Impressed with Pritikin’s account of his patients’ recoveries from heart disease and chronic immobility, in December 1975, Congressman Robert Leggett (D-CA) urged the Director of the National Heart, Lung, and Blood Institute (NHLBI)—Dr. Robert Levy—to independently investigate Pritikin and his center to see if the hype held up.
Despite the fact that Pritikin’s studies had been designed and executed by respected medical scientists who worked in his clinics or served on the Longevity Center’s advisory boards, some of their work was difficult to disseminate through wider medical channels because the data collected from the informal, patient-centered setup of the Longevity Center chafed against the exacting requirements for experimental protocols.

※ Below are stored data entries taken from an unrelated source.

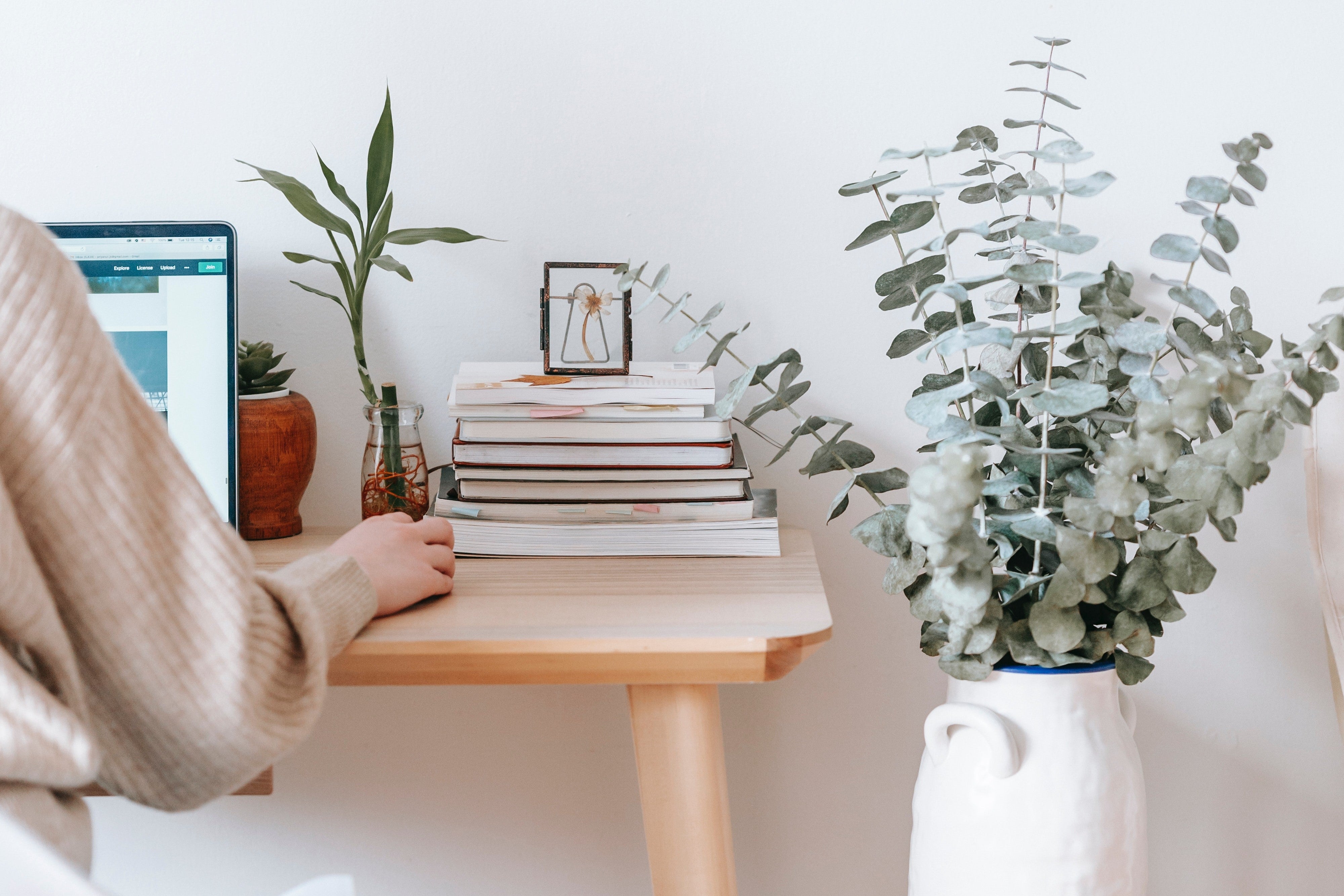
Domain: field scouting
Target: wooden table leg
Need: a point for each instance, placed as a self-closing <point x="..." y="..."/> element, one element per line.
<point x="683" y="789"/>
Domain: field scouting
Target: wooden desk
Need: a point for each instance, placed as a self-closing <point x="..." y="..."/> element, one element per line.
<point x="671" y="629"/>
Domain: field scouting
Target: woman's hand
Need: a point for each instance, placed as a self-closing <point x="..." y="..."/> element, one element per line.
<point x="407" y="562"/>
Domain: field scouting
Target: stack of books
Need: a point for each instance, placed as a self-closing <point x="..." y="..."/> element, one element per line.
<point x="599" y="467"/>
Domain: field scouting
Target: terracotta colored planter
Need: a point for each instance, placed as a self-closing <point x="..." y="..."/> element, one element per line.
<point x="278" y="446"/>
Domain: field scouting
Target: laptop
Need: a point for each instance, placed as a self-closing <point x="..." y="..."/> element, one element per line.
<point x="166" y="295"/>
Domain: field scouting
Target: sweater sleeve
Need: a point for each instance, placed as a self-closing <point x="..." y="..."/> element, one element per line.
<point x="198" y="671"/>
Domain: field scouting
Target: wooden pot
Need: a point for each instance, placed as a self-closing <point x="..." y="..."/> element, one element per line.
<point x="278" y="446"/>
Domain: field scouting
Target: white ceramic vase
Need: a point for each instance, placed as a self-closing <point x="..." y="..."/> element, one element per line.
<point x="1032" y="786"/>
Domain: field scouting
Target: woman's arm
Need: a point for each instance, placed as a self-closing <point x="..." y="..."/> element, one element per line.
<point x="197" y="670"/>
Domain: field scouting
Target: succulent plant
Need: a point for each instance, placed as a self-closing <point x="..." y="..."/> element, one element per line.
<point x="257" y="374"/>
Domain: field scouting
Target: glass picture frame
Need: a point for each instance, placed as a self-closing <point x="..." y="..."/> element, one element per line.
<point x="585" y="322"/>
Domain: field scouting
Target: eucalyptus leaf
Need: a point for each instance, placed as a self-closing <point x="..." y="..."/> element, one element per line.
<point x="872" y="234"/>
<point x="885" y="531"/>
<point x="1132" y="670"/>
<point x="1075" y="245"/>
<point x="1186" y="570"/>
<point x="1142" y="586"/>
<point x="1175" y="248"/>
<point x="1058" y="631"/>
<point x="1210" y="190"/>
<point x="1038" y="528"/>
<point x="1089" y="557"/>
<point x="1073" y="398"/>
<point x="931" y="409"/>
<point x="861" y="187"/>
<point x="1142" y="336"/>
<point x="829" y="457"/>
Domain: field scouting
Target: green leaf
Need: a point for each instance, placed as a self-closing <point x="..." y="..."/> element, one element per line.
<point x="1142" y="586"/>
<point x="1089" y="557"/>
<point x="778" y="402"/>
<point x="978" y="137"/>
<point x="1197" y="299"/>
<point x="388" y="262"/>
<point x="1048" y="65"/>
<point x="1036" y="274"/>
<point x="1222" y="230"/>
<point x="1065" y="589"/>
<point x="888" y="480"/>
<point x="1186" y="570"/>
<point x="872" y="234"/>
<point x="885" y="531"/>
<point x="338" y="191"/>
<point x="304" y="202"/>
<point x="958" y="340"/>
<point x="318" y="292"/>
<point x="1185" y="518"/>
<point x="1210" y="190"/>
<point x="912" y="217"/>
<point x="381" y="158"/>
<point x="1038" y="528"/>
<point x="861" y="187"/>
<point x="1175" y="248"/>
<point x="1049" y="96"/>
<point x="908" y="342"/>
<point x="905" y="279"/>
<point x="1260" y="436"/>
<point x="1193" y="479"/>
<point x="1253" y="175"/>
<point x="978" y="194"/>
<point x="1072" y="398"/>
<point x="1006" y="484"/>
<point x="412" y="236"/>
<point x="841" y="503"/>
<point x="1075" y="245"/>
<point x="1214" y="260"/>
<point x="722" y="346"/>
<point x="1058" y="631"/>
<point x="931" y="408"/>
<point x="730" y="401"/>
<point x="701" y="328"/>
<point x="1132" y="670"/>
<point x="1089" y="186"/>
<point x="1034" y="123"/>
<point x="1142" y="336"/>
<point x="827" y="457"/>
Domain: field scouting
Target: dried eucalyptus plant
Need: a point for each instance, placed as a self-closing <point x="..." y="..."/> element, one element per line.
<point x="1076" y="460"/>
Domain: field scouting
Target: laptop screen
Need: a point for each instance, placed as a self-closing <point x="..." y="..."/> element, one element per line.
<point x="165" y="304"/>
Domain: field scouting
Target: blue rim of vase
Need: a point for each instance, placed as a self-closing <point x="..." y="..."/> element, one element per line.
<point x="1073" y="670"/>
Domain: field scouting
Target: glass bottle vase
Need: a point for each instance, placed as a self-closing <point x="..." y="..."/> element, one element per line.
<point x="396" y="476"/>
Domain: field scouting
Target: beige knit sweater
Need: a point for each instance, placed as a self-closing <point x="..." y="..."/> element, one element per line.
<point x="139" y="647"/>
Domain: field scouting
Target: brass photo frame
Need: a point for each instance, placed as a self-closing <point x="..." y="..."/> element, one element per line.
<point x="580" y="319"/>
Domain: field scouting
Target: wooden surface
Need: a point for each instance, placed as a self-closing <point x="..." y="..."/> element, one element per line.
<point x="592" y="620"/>
<point x="263" y="785"/>
<point x="683" y="789"/>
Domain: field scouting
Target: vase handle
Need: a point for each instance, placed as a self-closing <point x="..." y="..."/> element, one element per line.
<point x="1128" y="710"/>
<point x="1003" y="750"/>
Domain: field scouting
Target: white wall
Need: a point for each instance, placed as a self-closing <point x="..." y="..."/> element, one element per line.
<point x="713" y="136"/>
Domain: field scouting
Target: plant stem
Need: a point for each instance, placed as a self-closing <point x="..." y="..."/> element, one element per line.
<point x="1050" y="370"/>
<point x="787" y="406"/>
<point x="393" y="449"/>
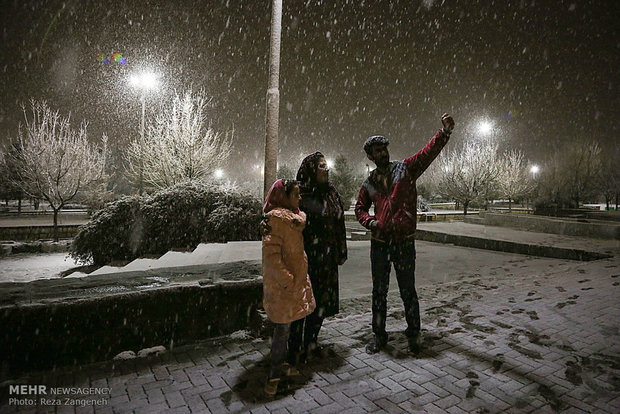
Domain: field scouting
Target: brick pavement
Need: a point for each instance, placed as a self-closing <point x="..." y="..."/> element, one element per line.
<point x="548" y="341"/>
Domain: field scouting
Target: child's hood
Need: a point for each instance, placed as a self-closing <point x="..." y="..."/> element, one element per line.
<point x="288" y="217"/>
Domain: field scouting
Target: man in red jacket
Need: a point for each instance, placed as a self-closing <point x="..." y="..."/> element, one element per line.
<point x="391" y="188"/>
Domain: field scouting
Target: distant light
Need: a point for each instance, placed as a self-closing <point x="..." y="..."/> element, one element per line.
<point x="485" y="127"/>
<point x="144" y="80"/>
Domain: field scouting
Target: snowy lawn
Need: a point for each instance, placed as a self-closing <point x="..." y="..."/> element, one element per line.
<point x="25" y="267"/>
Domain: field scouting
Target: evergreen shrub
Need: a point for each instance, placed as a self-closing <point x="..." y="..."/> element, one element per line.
<point x="180" y="217"/>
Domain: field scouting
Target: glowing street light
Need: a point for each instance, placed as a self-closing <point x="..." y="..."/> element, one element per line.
<point x="485" y="127"/>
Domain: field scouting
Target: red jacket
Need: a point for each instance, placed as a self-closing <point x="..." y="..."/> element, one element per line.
<point x="396" y="205"/>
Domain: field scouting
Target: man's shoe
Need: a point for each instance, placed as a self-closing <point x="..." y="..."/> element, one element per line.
<point x="415" y="344"/>
<point x="289" y="370"/>
<point x="376" y="343"/>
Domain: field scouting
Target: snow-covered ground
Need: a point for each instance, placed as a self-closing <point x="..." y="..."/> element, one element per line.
<point x="25" y="267"/>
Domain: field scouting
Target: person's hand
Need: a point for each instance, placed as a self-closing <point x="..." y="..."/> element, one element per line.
<point x="374" y="225"/>
<point x="447" y="121"/>
<point x="264" y="227"/>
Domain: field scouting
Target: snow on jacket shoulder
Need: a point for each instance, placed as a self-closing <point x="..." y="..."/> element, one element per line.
<point x="287" y="291"/>
<point x="396" y="207"/>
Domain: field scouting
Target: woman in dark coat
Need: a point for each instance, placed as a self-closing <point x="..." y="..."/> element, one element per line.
<point x="326" y="247"/>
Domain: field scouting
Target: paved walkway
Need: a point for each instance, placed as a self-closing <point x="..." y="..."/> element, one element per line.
<point x="543" y="341"/>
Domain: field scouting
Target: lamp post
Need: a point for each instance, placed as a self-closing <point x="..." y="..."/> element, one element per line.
<point x="144" y="81"/>
<point x="273" y="98"/>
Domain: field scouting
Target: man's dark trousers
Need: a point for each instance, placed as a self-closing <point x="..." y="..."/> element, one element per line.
<point x="402" y="255"/>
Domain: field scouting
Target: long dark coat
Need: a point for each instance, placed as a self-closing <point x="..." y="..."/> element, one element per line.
<point x="325" y="244"/>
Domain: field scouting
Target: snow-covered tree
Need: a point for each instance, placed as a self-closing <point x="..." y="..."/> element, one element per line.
<point x="571" y="175"/>
<point x="8" y="189"/>
<point x="468" y="173"/>
<point x="55" y="162"/>
<point x="179" y="146"/>
<point x="514" y="181"/>
<point x="344" y="179"/>
<point x="583" y="166"/>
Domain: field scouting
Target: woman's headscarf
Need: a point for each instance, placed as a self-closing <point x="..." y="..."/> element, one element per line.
<point x="329" y="200"/>
<point x="277" y="198"/>
<point x="306" y="175"/>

These and other irregularities undermined the study results in the peer review process and subsequent review committees were skeptical of the impressive results that Pritikin and his allies touted.
McGovern’s faith in Pritikin—and his decision to ask Pritikin to testify—was motivated by concerns about the weakness of nutrition recommendations to encourage a healthy lifestyle. His worries about the clarity of nutrition experiments and government’s fealty to agribusiness have proven especially prescient. In a closing statement during one of the 1977 hearings, McGovern praised Pritikin’s unconventional approach as necessary for the health of the nation and pleaded for scientific humility in the face of a national health crisis with few clear answers:
It is time that nutrition research receive an emphasis commensurate with its potential. We have been too timid in promoting nutrition research, both in the scale of resources invested and in the breadth of research priorities. It is important to continue the current emphases….But we also need to break out of the old research ruts we have been deepening over the last 10-15 years. We must be more imaginative and more balanced in our approach…I realize that the Pritikin hypertension data is preliminary and is subject to a number of legitimate scientific criticisms. I only use it to make a point. This committee understands there is a way to properly do scientific research in order to obtain valid results, but we don’t want to see that used as a guise to denigrate research initiatives, which for whatever reason are not being pursued by the mainstream of scientific thought—be it hypertension, diabetes, heart disease or cancer. We must not limit the great potential of nutrition research. If we had spent as much time and resources on human nutrition research as on livestock nutrition, we would be much closer to solving today’s major health problems…We are training our physicians and biomedical research scientists in a way which insufficiently emphasizes nutrition.
McGovern advanced a pragmatic view that when medical science fails to forge a clear path with the available evidence, insistence on methodological purity puts artificial limits on what we know and thereby constrains any practical and humane policy innovation.
Years after Pritikin’s testimony for the McGovern Report hearings, George McGovern and his wife Eleanor actually enrolled themselves at Pritikin’s center in 1983 to get the senator into shape for his (ultimately disastrous) 1984 presidential run. When Pritikin died shortly thereafter, McGovern even delivered his eulogy, comparing him with other such esteemed inventors and visionaries as Louis Pasteur, Marie Curie, and Thomas Edison. Aptly, he said of Pritikin, “You show me a man who usually lives by the power of his convictions and I’ll show you a man with a reputation of a fanatic.”
His line describes other diet gurus so well it may as well have been the concluding sentence to my book.
Travis A. Weisse is visiting assistant professor at New Mexico State University.